A research team at Washington University in St. Louis (WUSTL) has been awarded a $2 million grant by the Department of Energy (DOE) to develop a battery management system for electric-car batteries. The School of Engineering & Applied Sciences has matched the award with a grant of $1.2 million.
In a lithium-ion battery, the lithium is stored in metallic (uncharged) form inside the particles of a graphic electrode. During discharge the lithium comes to the electrode’s surface, where it is ionized, creating a current that travels to the cathode. At the cathode, typically a lithium-based alloy, the ions are neutralized and enter electrode particles as metallic lithium. The battery is recharged by forcing a current to flow in the opposite direction, moving the lithium back into the anode. Credit: MAPLE Lab/WUSTL
The DOE has designated this award through its Advanced Research Projects Agency-Energy (ARPA-E) new AMPED program, which recognizes battery management and storage innovations for improving electric vehicle technologies. The new round of ARPA-E grants will lead to better reliability and efficiency of the electrical grid. It will aid in reducing dependence on imported oil.
The Modeling, Analysis and Process-control Laboratory for Electrochemical systems (MAPLE) in the Department of Energy, Environmental & Chemical Engineering, at WUSTL has been awarded the grant. It is led by associate professor, Venkat Subramanian, who along with doctoral students Venkatasailanathan Ramadesigan, Sumitava De, Paul Northrop, Bharatkumar Suthar and Matthew Lawder will perform the study.
Lithium-ion batteries possess high energy density and do not lose charge quickly when not in use. Hence they are considered to hold great potential for electric vehicles. Lithium-ion batteries have certain drawbacks. They may heat up and explode if they are charged rapidly. To prevent negative effects, the batteries are designed so that only partial energy is utilized.

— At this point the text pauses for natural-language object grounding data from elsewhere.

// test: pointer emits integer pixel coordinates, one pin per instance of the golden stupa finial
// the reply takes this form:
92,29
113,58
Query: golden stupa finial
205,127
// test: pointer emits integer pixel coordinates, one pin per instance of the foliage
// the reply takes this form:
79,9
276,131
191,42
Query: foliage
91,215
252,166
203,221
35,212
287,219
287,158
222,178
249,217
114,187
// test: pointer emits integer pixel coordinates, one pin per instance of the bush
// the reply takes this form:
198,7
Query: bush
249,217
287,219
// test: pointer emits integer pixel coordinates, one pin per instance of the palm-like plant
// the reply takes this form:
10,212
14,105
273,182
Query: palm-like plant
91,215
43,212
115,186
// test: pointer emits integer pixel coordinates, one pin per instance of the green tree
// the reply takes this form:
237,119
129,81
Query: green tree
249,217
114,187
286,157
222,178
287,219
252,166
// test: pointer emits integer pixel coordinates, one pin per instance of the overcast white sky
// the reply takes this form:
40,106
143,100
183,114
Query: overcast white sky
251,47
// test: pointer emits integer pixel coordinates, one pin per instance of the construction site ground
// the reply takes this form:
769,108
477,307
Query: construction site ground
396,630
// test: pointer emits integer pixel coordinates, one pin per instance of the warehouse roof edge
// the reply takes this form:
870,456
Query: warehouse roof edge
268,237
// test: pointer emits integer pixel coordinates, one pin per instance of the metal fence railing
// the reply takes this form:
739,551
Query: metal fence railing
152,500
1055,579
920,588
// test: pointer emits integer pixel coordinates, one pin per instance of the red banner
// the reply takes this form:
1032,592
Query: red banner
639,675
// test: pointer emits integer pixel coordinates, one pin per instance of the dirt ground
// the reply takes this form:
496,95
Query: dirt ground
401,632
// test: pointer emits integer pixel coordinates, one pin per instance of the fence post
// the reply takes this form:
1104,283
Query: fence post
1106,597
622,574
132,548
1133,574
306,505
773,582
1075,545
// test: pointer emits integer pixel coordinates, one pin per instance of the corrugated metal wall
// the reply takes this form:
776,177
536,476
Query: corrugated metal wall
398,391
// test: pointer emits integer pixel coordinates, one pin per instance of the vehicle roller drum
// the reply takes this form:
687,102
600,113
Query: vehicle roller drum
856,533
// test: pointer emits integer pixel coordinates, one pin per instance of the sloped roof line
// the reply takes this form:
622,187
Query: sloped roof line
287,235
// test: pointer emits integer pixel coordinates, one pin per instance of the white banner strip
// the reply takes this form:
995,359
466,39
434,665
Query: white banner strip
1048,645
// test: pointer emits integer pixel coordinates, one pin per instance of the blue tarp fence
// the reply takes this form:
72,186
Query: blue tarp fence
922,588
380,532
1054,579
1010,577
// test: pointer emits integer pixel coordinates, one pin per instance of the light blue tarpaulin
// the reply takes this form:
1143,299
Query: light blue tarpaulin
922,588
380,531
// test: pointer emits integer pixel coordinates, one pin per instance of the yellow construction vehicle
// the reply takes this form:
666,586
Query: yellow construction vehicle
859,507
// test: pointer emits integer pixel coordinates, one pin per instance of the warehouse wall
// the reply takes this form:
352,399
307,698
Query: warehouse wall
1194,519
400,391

The researchers intend to increase the utilization to 100%, which will lead to lower vehicle weight. They plan to utilize spectral methods, which include simulation techniques, along with mathematical analysis to solve differential equations based on physics models. The team will develop a Battery Management System that will facilitate the maximum utilization of battery energy and also enable operation of the battery optimally throughout its operating life.